PKK’li tutuklu yakınlarının kurduğu TUHAD-FED isimli derneğin başkanı Zübeyde Teker isimli kadın, PKK'nin Hizbullah cemaati hakkında bilinen yalan propagandalara dayalı karalamalarını yine tekrarladı. Hangi sıfat ve kritere göre AKP’nin “akil” insan olarak belirlediği belli olmayan bu kin küpü kadının, Dicle Üniversitesi olaylarında açık açık yalan söylemesi, faillerinin herkesçe PKK yandaşlarının olduğunu bildiği bir olayı saptırıp Hizbullah’ın üstüne yıkmaya çalışması, ancak PKK kültüründen beslenen birisinin yapabileceği bir ahlaksızlıktır. Bilindiği gibi Marksist Leninist ideolojiden beslenen PKK, Lenin’in “amaç için her şey mubahtır” ilkesinden hareketle karşıtlarına karşı iftira, yalan ve her türlü ahlaksız propaganda yollarına başvurmaktan çekinmemektedir.
Binlerce Kürd’ün katili olan PKK ‘ye mensup bu kadının, Hizbullah cemaatini Kürtlere karşı ciddi suçlar işlediğini iddia etmesi de, herhalde aynaya bakarak söylediği bir zırvadır. Kürdistan'da çoluk çocuk demeden köylerde evleriyle beraber yakan, köy yollarına koydukları mayınlarla kendilerine göre suçlu suçsuz demeden insanları paramparça eden, masum insanları işyerlerinde bombalayan PKK ve onun lideri Öcalan’ın, kendilerine karşı olanlara yönelik “tavuklarına kadar öldürün” talimatını gözden kaçırmaya çalışan bu zavallı kadına doğrusu söylenecek söz bulamıyoruz. Bugün kalkıp masum ve mazlum pozuna giren bu vampirlerin, işledikleri cürümleri gizlemeye çalışmaları, devekuşu misali başını kuma sokup gizlenmekten başka bir şey değildir!
Artık bu saçmalıklarını dinlemekten gına geldi. Ama bunlar bu yalanları söylemekten bıkmadı, usanmadı. Utanma dersen yüzlerine bakın utanacak bir taraf kalmış mıdır?
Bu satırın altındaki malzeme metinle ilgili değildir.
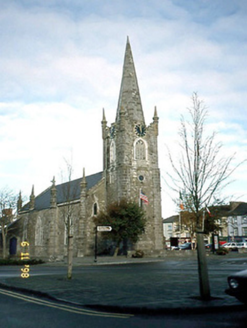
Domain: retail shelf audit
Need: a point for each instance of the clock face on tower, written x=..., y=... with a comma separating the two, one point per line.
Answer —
x=140, y=130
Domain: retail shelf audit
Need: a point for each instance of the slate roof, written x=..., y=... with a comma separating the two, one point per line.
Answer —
x=241, y=209
x=65, y=191
x=171, y=219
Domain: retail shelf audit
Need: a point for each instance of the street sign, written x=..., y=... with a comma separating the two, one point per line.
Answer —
x=104, y=228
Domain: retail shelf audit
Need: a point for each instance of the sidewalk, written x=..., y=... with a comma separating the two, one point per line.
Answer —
x=161, y=290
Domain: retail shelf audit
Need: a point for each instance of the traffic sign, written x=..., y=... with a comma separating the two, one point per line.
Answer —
x=104, y=228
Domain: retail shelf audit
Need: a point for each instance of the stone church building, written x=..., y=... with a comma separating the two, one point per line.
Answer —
x=130, y=167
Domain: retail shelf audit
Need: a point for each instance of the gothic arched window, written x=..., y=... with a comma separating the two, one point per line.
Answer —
x=112, y=151
x=95, y=209
x=140, y=150
x=39, y=232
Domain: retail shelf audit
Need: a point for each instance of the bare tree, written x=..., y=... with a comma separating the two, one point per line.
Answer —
x=68, y=211
x=200, y=172
x=8, y=202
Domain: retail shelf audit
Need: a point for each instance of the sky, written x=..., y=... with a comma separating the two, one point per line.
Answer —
x=61, y=64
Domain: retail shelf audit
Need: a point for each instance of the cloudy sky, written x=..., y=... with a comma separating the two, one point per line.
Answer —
x=61, y=63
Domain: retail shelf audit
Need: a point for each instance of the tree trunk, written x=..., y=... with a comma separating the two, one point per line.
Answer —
x=4, y=243
x=202, y=268
x=70, y=257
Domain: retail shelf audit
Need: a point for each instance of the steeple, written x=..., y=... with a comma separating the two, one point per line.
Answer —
x=53, y=202
x=129, y=97
x=32, y=199
x=19, y=203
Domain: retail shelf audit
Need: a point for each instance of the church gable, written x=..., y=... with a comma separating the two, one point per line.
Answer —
x=68, y=191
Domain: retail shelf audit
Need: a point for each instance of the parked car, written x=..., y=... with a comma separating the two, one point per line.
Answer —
x=185, y=246
x=238, y=286
x=242, y=245
x=230, y=246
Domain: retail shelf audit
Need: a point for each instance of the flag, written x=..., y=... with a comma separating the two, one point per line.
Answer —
x=209, y=213
x=144, y=197
x=181, y=205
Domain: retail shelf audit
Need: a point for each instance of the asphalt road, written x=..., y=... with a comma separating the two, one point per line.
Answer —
x=22, y=311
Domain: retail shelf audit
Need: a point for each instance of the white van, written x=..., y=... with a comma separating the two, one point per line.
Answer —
x=242, y=245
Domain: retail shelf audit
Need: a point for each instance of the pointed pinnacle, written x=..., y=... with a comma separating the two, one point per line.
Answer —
x=103, y=119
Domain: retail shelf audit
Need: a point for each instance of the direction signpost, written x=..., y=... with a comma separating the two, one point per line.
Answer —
x=99, y=229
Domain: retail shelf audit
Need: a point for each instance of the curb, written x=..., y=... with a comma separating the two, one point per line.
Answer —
x=144, y=310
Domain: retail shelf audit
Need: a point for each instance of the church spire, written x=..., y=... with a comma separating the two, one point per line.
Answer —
x=129, y=97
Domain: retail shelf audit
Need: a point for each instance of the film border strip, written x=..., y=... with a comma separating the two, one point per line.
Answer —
x=25, y=256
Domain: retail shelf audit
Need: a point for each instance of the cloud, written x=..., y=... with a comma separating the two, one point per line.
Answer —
x=61, y=62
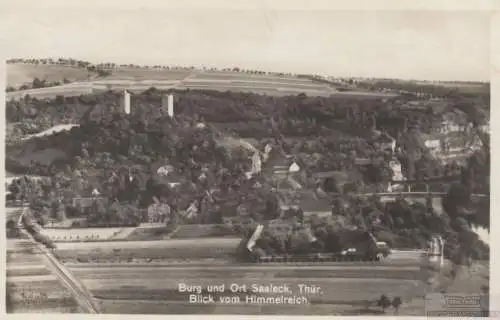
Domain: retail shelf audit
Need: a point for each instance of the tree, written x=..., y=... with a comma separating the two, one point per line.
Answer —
x=396, y=303
x=384, y=302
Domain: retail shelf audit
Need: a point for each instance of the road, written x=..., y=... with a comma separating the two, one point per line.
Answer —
x=82, y=296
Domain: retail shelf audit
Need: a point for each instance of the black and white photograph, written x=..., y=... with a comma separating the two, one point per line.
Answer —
x=245, y=159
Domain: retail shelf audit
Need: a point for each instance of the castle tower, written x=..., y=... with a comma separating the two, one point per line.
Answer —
x=168, y=104
x=126, y=102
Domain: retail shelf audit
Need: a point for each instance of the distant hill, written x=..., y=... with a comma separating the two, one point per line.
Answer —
x=24, y=73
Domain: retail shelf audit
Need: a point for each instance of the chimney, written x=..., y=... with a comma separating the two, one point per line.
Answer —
x=126, y=102
x=168, y=102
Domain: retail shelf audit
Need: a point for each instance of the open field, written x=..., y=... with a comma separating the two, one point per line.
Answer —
x=24, y=73
x=162, y=249
x=87, y=234
x=139, y=74
x=31, y=287
x=140, y=79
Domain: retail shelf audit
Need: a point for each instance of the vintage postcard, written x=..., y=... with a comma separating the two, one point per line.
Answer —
x=246, y=159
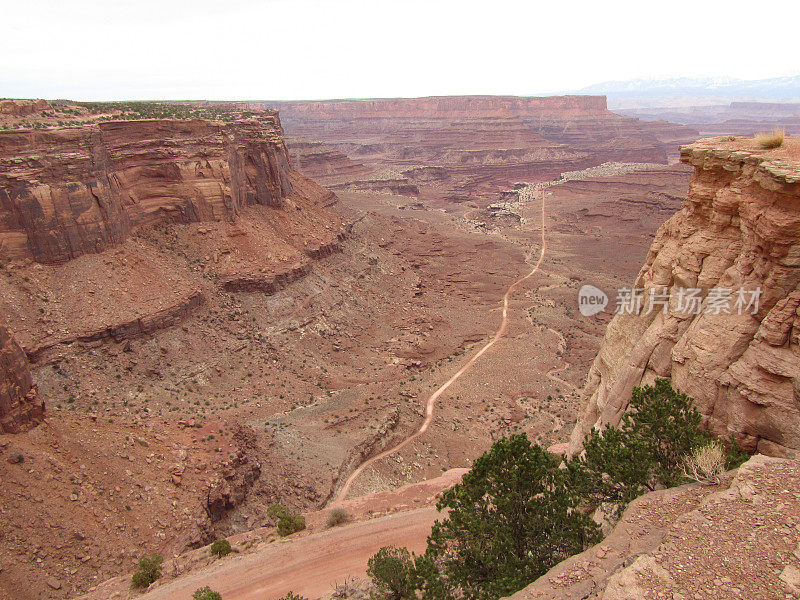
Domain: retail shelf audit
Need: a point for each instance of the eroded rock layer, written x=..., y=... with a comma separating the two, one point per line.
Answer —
x=70, y=191
x=738, y=229
x=20, y=406
x=481, y=145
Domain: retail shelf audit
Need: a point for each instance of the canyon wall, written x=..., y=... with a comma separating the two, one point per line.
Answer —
x=20, y=406
x=480, y=145
x=70, y=191
x=581, y=122
x=738, y=229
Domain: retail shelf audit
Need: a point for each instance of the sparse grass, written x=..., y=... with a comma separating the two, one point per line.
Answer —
x=771, y=139
x=149, y=569
x=706, y=464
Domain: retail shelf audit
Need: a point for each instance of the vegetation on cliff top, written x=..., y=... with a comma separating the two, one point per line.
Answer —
x=520, y=510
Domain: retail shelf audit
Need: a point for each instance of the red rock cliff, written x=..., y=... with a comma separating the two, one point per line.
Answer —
x=739, y=228
x=66, y=192
x=20, y=406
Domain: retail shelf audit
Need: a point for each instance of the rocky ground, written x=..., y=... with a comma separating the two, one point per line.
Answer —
x=739, y=539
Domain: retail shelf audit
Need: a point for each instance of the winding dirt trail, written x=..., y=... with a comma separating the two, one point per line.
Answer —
x=431, y=403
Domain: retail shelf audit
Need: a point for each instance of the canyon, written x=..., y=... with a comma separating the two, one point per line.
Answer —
x=470, y=148
x=737, y=230
x=212, y=331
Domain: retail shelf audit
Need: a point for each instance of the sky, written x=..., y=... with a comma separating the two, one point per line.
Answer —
x=317, y=49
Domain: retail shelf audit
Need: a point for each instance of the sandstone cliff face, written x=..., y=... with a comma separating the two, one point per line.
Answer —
x=739, y=228
x=20, y=406
x=70, y=191
x=739, y=539
x=22, y=108
x=483, y=144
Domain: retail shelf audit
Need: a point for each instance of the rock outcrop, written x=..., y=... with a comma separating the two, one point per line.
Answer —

Haya perdelerini yırtanlar, hayatlarını yalan, iftira ve her türlü düzenbazlık üzerine kuranlar, verdikleri mücadelede hiçbir kural kaide tanımayanlar için söylenebilecek fazla da bir söz yoktur.
Bu bayana şunu da hatırlatmak istiyoruz; Derin devleti de sen ve senin gibilerin seroku olan Öcalan daha iyi biliyor! PKK'yi Öcalan'a kurduran yüzbaşı pliot Necati, Öcalan'ın kayınbabası ve MİT'in kadrolu elemanı Ali Yıldırım'a sorsanız derin devletin ne olduğunu size çok güzel anlatırlar. Ankara'nın karanlık dehlizlerinde MİT tarafından kurdurulan PKK'nin, sol kökenli olanları dahil, Kürd cemaat ve örgütlerinin başına nasıl musallat ettiklerini, saldırtıklarını, Kürd halkını nasıl perişan ettiklerini ve şimdi de yine MİT'in eliyle nasıl tasfiye edilmek istendiğini, görmek istemeyen idrakı körelmiş kör gözlere neyi anlatsan boştur!
Hizbullah cemaati, içinde bulunduğunuz sözde barış sürecinde olmayı da, senin gibilerin kararıyla olmasını zül addeder. Hizbullah cemaati sizin neyinize güvenecek! İnsanların yüzüne başka, arkasında başka şeyler konuşursunuz. Yalan, iftira sizin için vak’ayi adiye haline gelmiş. Güvenirlilik, emin olma sizin yanınızda aptallığın göstergesidir. Velhasılıkelam sizin benzeriniz de kaypak, ahdu soz nedir bilmeyen, yalan makinası gibi çalışan bir örgüt, anlayış dünyada yoktur ve gelmeyecektir de!
Söz konusu kadının a haber’de yayınlanan Hizbullah’a yönelik küstahça sözleri…
DİCLE ÜNİVERSİTESİ'NDE YAŞANANLAR HİZBULLAH İLE DERİN DEVLETİN PROVAKASYONU, HİZBULLAH KÜRTLERDEN HELALLİK İSTESİN!
Dicle Üniversitesi'nde yaşananlar bir provokasyon. Ama bu Kürt gençlerinin provokasyonu değildir. Hizbullah ile derin devlet içerisinde olan güçlerin ortak çalışması olarak değerlendiriyorum. Hizbullah bu noktada Kürt halkına karşı çok ciddi suçlar işlemiştir ve Kürt halkının affedebileceği bir noktada değildir. Önce hakikaten bu sürece doğru özeleştiri ile yaklaşsın, Kürt halkından bir helallik istesin. Onsan sonra sürece dahil olur olmaz o ileriki tartışma.